Sinemalarda vizyona girmeden önce festivallerde gösterilecek
Ümit Köreken'in ilk uzun metrajlı filmi "Mavi Bisiklet" ulusal ve uluslararası 40'ın üzerinde festivale katılarak, dünya prömiyerini "66. Berlin Film Festivali"nde yapmıştı.
53. Antalya Film Festivali'nde de "En İyi Senaryo", "En İyi Yönetmen" ve "En İyi Film Altın Portakal" ödüllerinin yanı sıra çeşitli festivallerden birçok ödül alan Köreken, ikinci uzun metraj sinema filmi "Bir Umut"un hazırlıkları sırasında çektiği belgesel film "Muhammed Ali"nin de dünya prömiyerini geçen yıl Fransa'da 34. Belfort Film Festivali'nde gerçekleştirmişti.
"Bir Umut" yapımının, vizyondan önce gelecek yıl gerçekleştirilecek ulusal ve uluslararası bazı film festivallerinde gösterilmesi planlanıyor.
Filmin hikayesi ise özetle şöyle:
"Umut (35), sinema filmlerinde rol almak isteyen bir oyuncudur. Eşi Asiye (43) kendi kurdukları özel tiyatroda yönetmenlik yapmaktadır. Umut, 14 yaşındayken babasını kaybetmiş, annesinin üç çocuklu bir adamla evlenmesi üzerine Bursa'da yaşayan dayısının yanına gönderilmiştir. Bu olaydan sonra 20 yıl boyunca annesi ile hiç görüşmemiştir.
Sınırda yaşadığı sorun nedeniyle Bursa'ya dönemeyen tır şoförü dayısından bir telefon alır. Anadolu'nun küçük bir kasabasında yaşayan annesi MS hastalığı nedeniyle tedavi için Bursa'ya gelmiştir. Annesinin tedavisiyle ilgilenen Umut hastanede sürpriz bir şekilde Asiye'nin hamile olduğunu öğrenir. Bu durum Umut'un çocuk sahibi olmak istememesi nedeniyle büyük bir tartışmaya neden olur.

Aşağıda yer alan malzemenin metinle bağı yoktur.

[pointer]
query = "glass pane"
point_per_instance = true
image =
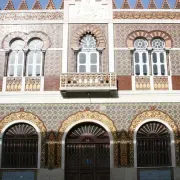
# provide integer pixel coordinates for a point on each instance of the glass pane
(162, 57)
(162, 70)
(82, 58)
(144, 69)
(93, 68)
(154, 58)
(36, 44)
(30, 70)
(12, 58)
(20, 57)
(38, 57)
(38, 70)
(155, 70)
(82, 68)
(19, 70)
(17, 44)
(11, 70)
(144, 58)
(136, 57)
(93, 58)
(30, 57)
(137, 69)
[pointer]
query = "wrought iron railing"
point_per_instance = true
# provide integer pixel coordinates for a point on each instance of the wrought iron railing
(88, 81)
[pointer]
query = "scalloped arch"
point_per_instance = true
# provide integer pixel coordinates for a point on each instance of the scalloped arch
(41, 35)
(13, 35)
(95, 30)
(167, 38)
(87, 115)
(21, 115)
(135, 34)
(26, 37)
(152, 114)
(149, 36)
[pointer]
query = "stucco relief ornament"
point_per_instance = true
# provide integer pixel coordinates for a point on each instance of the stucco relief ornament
(88, 9)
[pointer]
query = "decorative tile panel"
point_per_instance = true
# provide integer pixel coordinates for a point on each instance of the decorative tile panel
(123, 62)
(142, 83)
(121, 32)
(32, 83)
(161, 83)
(104, 67)
(13, 83)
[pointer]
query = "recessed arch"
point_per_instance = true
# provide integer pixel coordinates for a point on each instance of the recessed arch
(149, 36)
(31, 119)
(134, 35)
(93, 29)
(153, 116)
(39, 35)
(87, 116)
(13, 35)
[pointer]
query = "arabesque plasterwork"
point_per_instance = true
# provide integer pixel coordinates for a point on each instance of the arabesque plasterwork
(16, 16)
(21, 115)
(152, 114)
(91, 115)
(145, 15)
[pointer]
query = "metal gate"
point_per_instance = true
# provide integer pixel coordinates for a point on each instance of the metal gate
(87, 153)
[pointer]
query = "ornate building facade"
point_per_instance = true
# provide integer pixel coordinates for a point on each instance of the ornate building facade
(90, 91)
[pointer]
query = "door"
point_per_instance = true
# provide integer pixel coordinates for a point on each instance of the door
(87, 153)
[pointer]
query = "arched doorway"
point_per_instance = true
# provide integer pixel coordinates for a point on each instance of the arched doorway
(87, 153)
(153, 145)
(20, 147)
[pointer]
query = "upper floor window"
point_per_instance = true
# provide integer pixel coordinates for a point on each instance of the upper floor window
(140, 56)
(16, 58)
(34, 58)
(159, 66)
(88, 57)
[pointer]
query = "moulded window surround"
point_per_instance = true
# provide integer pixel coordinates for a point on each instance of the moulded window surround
(35, 58)
(16, 59)
(141, 58)
(158, 57)
(88, 57)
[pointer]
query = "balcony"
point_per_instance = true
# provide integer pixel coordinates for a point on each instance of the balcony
(152, 83)
(88, 82)
(23, 84)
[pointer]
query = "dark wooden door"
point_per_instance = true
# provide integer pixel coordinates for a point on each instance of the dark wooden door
(87, 153)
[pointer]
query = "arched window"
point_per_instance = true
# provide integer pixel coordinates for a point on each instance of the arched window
(20, 147)
(88, 57)
(153, 145)
(159, 65)
(141, 60)
(16, 58)
(34, 58)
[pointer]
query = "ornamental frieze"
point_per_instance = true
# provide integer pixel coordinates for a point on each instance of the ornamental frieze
(146, 15)
(16, 16)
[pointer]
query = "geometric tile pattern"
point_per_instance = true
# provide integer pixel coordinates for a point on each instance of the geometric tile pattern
(123, 62)
(121, 114)
(53, 63)
(175, 62)
(121, 32)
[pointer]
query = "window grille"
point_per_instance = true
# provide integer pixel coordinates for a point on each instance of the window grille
(88, 57)
(153, 145)
(20, 147)
(141, 60)
(159, 65)
(16, 58)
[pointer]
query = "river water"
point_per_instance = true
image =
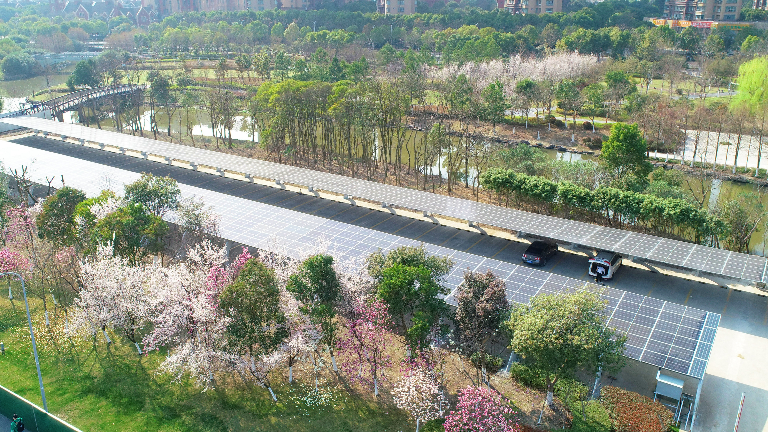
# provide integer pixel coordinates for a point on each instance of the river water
(718, 189)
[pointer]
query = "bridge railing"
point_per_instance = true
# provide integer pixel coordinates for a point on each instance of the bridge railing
(78, 96)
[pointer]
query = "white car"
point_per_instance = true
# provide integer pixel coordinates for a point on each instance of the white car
(604, 264)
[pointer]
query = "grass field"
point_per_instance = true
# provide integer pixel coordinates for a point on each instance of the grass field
(100, 387)
(111, 388)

Asiye telefonunun da içinde bulunduğu çantasını almadan ortadan kaybolur. Umut çok uğraşsa da ondan hiçbir haber alamaz. Yaşadığı yoğun stres ve yıllardır içinde biriktirdiği duygular nedeniyle annesi ile büyük bir hesaplaşma yaşarlar ve annesi de ansızın ortadan kaybolur.
Gece boyu Asiye'yi ve annesini arayan Umut, sabah her ikisinden de beklenmedik haberler alır fakat sadece birine yetişebilme şansı vardır."